Is the Retirement Savings Gap Closing?

Good news! More people are expressing confidence in their ability to meet their income goals during retirement. According to the Employee Benefit Research Institute’s (EBRI) Retirement Confidence Survey, 28 percent of people with a retirement plan are very confident they will be able to retire comfortably.

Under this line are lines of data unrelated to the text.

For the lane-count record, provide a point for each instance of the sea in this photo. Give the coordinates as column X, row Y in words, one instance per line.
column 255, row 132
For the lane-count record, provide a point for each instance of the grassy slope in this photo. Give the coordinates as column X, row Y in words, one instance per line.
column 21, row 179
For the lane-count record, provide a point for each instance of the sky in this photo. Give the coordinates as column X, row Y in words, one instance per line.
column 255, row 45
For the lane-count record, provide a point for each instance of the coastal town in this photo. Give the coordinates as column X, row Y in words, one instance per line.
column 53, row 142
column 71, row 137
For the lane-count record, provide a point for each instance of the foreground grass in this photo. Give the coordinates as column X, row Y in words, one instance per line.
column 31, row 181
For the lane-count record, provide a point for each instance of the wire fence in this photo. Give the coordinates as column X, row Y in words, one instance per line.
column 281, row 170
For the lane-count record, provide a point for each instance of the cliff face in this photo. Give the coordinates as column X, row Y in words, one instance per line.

That figure has essentially doubled since 2013. However, those without a retirement savings plan have not shown a statistically significant change in their retirement outlook with only 12 percent expressing retirement confidence in 2015 (compared to 10% in 2013). This annual study reinforces the importance of having a retirement savings plan.Here are some other highlights from the 25th annual Retirement Confidence Survey along with ways to use this information to change your own sense of retirement confidence:

57 percent of workers surveyed have less than $25,000 saved for retirement. Curious to know how your combined retirement plan balances across 401(k)s, IRAs, and other retirement accounts compare to others? Here is a general breakdown of the savings excluding any home equity or employee benefit plan assets:

  • Less than $1,000: 28 percent.
  • $1,000 to $9,999: 17 percent.
  • $10,000 to $24,999: 12 percent.
  • $25,000 to $49,999: 9 percent.
  • $50,000 to $99,999: 10 percent.
  • $100,000 to $249,999: 10 percent.
  • $250,000 or more: 14 percent.

Determine how much you should be saving for retirement. Most financial planners recommend setting a savings target of 10-20% of your income if you’re saving throughout your career. If you want to compare your retirement savings to age-based benchmarks, Fidelity conducted a study estimating ideal retirement savings amounts at certain ages. In order to retire at age 67, you would ideally want to have 1 times salary by 35, 3 times salary by 45, and 5 times salary at age 55.

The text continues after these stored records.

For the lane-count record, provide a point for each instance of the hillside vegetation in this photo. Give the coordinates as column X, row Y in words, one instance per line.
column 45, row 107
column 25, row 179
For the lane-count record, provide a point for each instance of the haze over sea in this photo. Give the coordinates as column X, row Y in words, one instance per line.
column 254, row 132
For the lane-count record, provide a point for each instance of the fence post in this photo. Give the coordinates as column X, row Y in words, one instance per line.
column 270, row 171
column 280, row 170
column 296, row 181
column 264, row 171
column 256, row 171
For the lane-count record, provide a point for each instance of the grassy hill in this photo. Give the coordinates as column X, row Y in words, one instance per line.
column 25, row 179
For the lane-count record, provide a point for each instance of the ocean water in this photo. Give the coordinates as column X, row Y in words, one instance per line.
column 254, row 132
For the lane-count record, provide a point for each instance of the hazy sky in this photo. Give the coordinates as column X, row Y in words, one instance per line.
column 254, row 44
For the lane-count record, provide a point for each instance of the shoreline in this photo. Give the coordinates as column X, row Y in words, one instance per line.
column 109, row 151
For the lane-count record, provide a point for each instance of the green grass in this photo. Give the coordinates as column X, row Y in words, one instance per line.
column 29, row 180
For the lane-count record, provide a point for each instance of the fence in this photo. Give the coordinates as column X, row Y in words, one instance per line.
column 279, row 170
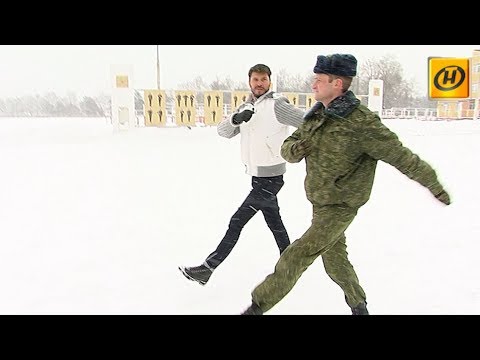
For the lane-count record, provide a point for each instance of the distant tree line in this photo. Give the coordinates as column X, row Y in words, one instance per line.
column 52, row 105
column 398, row 92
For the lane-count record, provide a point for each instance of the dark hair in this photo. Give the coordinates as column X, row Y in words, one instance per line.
column 260, row 68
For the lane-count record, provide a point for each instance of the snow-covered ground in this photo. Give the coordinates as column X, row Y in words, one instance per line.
column 97, row 222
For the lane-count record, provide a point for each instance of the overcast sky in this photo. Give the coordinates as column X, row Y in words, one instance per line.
column 85, row 69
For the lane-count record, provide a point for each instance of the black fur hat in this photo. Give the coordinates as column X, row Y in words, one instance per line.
column 336, row 64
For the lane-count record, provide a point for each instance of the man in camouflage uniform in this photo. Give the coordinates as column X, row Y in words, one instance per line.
column 341, row 142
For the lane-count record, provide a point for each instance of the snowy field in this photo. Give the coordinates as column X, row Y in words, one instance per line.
column 97, row 222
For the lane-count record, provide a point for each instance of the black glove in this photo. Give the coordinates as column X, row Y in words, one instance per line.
column 444, row 197
column 244, row 115
column 302, row 148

Voya uses a similar approach with its own My Savings Score tool. The projected retirement age is also 67 but the assumptions are slightly different. The Voya tool includes a table that includes all different ages. All you have to do to calculate your income multiplier is divide your total retirement savings (401k, IRAs, lump sum pensions, piggy banks, etc.) by your current income.

Comparing our savings to others and using age-based benchmarks is a great concept if you are into the “Keeping up with the Joneses” approach to retirement planning. Since nobody reading this blog post is average or merely a statistic, take the next step in your retirement planning efforts by using a retirement calculator. Which brings us to…

Set aside time to actually think about and plan for retirement. The survey found that more people spend 8 hours or more in a year planning for the holidays than they do for their own retirement. Only about one-third of workers surveyed spend 8 hours or more per year planning for retirement.

If you aren’t one of those planner types, try to set aside about 10-15 minutes to run a basic retirement calculation and do this at least once per year. See How much income will you really need for retirement for more guidance on estimating your retirement income goals. If you aren’t sure, start with an initial goal of replacing at least 80% of your current income.

Find extra money to save in your budget. Over two-thirds of survey respondents said that they could save an extra $25 per week. The popular areas of savings were eating out (46%), soft drinks and vending machines (13%), movies, DVDs, and streaming (12%), and specialty coffee shop visits (11%).

That $25 weekly boost to retirement savings would grow to just over $75,000 in 25 years at a 6% growth rate. In 35 years, that small cutback would amount to almost $155,000. If you want to take steps to make sure that extra $25, $50, $100, or $200 finds its way into your retirement accounts and not into the mysterious “where the heck did it go” account, automate your savings. 401(k) contributions are easy and convenient because you do not have to make a “save or spend” decision each time you get paid. You can also set up automatic contributions to IRAs and other investment accounts.

The best way to identify ways to save is to review your spending plan on a regular basis. Just last month, our family cut the cord on the cable company and cancelled an online music streaming service we were no longer using. Boom!!!  An extra Benjamin Franklin was just located in our budget and immediately told to hang out in an IRA.

Check out these Easy Spending Plan and Expense Tracker worksheets and see if you can find some extra money. You can use this (Mostly) Painless Ways to Save Money guide to get started. Another alternative is to use automatic spending plan systems like Mint, Yodlee, and Personal Capital to identify areas where extra retirement savings can be found.

Retirement confidence may be increasing but many of us need to take some extra steps to continue moving the needle in the right direction. No matter how near or far that retirement destination may seem, you can get in the game and start making those changes today. What are you waiting for?